The Bank of Thailand (BoT)’s Monetary Policy Committee last week announced the adjustment of the country’s gross domestic product (GDP) this year from the originally projected 4 percent to 3 percent due to the sluggish economy.
BoT spokesperson Roong Mallikamas said non-performing loans have been low – a positive sign thanks to caution among lenders and borrowers, and households’ disciplined spending.
Commercial banks have been more careful in extending loans to help small- and medium-sized customers in operating their businesses, she said.
The growth of household debts has been slow since early this year, mainly from loans on car purchases, tourism and education.
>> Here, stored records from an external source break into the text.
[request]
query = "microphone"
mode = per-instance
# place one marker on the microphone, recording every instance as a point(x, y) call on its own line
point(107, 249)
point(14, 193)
She said the inflation rate has not lowered, but slightly increased last month to 1.93 percent from 1.67 percent in December, partly resulting from energy costs.
Deflation is highly unlikely to materialize based on a 1.2 percent increase in the manufacturing price index last month due to a weakened exchange rate, the central bank spokesperson said.
Business operators predicted inflation in the next 12 months will be within the range of 3-4 percent, almost similar to cost increase – a factor that impedes them from setting product prices too high, but the BoT predicted this year’s inflation at 2-3 percent, said Roong.
She said the central bank spotted no unusual movement of capital and maneuvering of the currency since the general election.